Rating:Last summer, I, like many, regularly thrashed around to the raw rock of Brooklyn’s Parquet Courts. The big city transplants battled against their own modest wall of punk rock testosterone and made witty odes about the city that never sleeps and never forgives. Andrew Savage and company buzzed so enticingly on tracks like “Borrowed Time” and “Light Up Gold II” that, unless the last record you bought was Pavement’s Wowee Zowee, it didn’t matter that the songs were pilfered from nineties indie-rock. Now with a solid support base, the band takes the opportunity to slow down on sophomore LP Sunbathing Animal. Not as immediately gratifying as their debut, the 14-track release finds the crew done searching the city for munchies, prime to discover something worth staying around for.

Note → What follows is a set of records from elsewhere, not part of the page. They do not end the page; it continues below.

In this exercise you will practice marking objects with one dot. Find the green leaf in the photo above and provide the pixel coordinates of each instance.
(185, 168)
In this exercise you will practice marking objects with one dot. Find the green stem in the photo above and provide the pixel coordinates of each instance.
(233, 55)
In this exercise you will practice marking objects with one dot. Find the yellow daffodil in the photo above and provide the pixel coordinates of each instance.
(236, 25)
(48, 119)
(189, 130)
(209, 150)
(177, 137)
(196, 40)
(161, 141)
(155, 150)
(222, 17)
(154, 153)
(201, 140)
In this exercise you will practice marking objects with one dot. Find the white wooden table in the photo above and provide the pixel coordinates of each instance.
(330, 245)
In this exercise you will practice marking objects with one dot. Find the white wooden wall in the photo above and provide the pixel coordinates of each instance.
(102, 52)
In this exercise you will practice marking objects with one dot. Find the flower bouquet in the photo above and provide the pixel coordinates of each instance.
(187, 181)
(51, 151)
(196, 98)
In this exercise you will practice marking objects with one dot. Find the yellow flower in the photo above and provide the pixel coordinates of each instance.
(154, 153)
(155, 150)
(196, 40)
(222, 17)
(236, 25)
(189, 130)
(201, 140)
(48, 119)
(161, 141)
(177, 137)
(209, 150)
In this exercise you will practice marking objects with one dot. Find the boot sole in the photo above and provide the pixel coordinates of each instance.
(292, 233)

Guitarist Austin Brown admits that much of the album’s lyricism comes from life on the road. While the nonsensical album opener “Bodies Made Of” and the symbolic stripped-down foot-stomper “What Color Is Blood” literally look inward, many of the remaining tracks are about altered perceptions. The blues is strong throughout “Ducking & Dodging,” and so is the collective’s disillusion about being away from friends and family. That hard-earned wisdom also pulses through “Always Back in Town,” the verses of anguish shedding light on a group now unable to re-discover those freshly planted roots in Brooklyn.

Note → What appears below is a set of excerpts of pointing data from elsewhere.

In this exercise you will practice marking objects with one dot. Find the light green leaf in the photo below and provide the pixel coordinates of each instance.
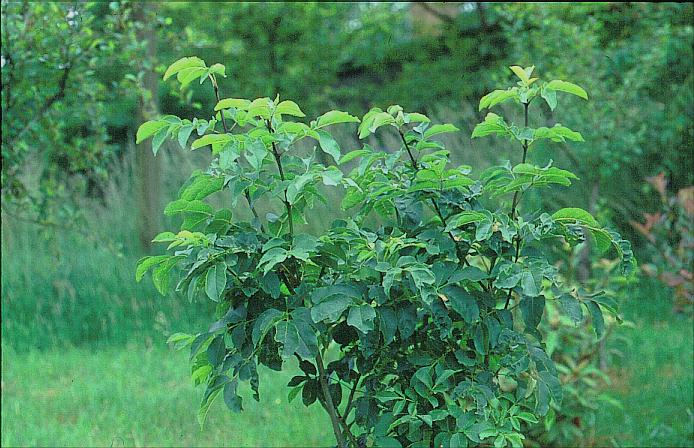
(211, 139)
(289, 108)
(330, 308)
(183, 63)
(568, 87)
(255, 152)
(215, 281)
(575, 214)
(236, 103)
(296, 336)
(202, 186)
(463, 303)
(328, 145)
(272, 257)
(144, 264)
(148, 129)
(353, 155)
(497, 96)
(521, 73)
(362, 317)
(263, 324)
(439, 129)
(334, 117)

For the first time, the band’s Texas roots poke through their adapted façade. For fans of Austin’s rich psychedelic-rock history, the harmonic infused “She’s Rolling” and sludgy-drone of “Raw Milk” are richly connected to precursors Roky Erickson and The Black Angels. But it’s not as though the quartet have grown weary and homesick from their time on the road. Despite the leisurely title, the song “Sunbathing Animal” finds the outfit at their most incendiary. Without even a moment to pause, the dueling guitars of Brown and Savage crash through the speakers. Then at just about one minute in, Savage flips the switch and loses himself in his brash guitar ambiance. The transition out of “Sunbathing Animal” is one of maturity. From lo-fi angst, the collective guide the album through the downtempo enchantment of “Up All Night” and the ultra-moody “Instant Disassembly”.

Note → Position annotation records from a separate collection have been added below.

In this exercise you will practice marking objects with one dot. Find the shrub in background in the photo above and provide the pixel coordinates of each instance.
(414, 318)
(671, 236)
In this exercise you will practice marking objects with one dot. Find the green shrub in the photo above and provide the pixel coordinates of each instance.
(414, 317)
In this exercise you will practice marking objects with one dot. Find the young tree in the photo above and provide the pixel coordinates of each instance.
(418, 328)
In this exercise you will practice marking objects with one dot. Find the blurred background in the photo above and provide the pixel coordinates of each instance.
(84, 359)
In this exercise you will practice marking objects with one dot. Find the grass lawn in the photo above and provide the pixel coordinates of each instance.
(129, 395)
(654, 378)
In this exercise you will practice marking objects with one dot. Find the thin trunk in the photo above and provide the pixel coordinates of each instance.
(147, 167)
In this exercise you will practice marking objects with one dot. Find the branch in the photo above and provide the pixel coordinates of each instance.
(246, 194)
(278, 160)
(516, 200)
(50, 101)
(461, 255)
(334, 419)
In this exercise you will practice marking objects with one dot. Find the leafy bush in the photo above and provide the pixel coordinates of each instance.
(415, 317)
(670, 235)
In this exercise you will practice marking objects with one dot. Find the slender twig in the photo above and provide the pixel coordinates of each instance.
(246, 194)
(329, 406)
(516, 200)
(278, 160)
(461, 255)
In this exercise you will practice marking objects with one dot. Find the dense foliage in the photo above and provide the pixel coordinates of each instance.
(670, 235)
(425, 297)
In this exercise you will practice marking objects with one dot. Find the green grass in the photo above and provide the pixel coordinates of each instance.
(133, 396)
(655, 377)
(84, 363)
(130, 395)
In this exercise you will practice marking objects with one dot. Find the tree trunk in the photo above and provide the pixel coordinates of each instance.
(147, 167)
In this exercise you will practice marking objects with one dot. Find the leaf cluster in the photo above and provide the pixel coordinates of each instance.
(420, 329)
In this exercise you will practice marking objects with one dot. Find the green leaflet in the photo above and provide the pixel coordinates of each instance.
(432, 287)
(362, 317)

In less than four years, Parquet Courts have created a sound that is turning heads, a sound that is equally capable of fueling rowdy all-nighters and soothing temporarily tormented hearts. Go ahead and get wild to “Stoned and Starving” and “The More It Works,” and when the hangover sets in during the AM, Parquet Courts is still there with the charming melancholy that closes the album.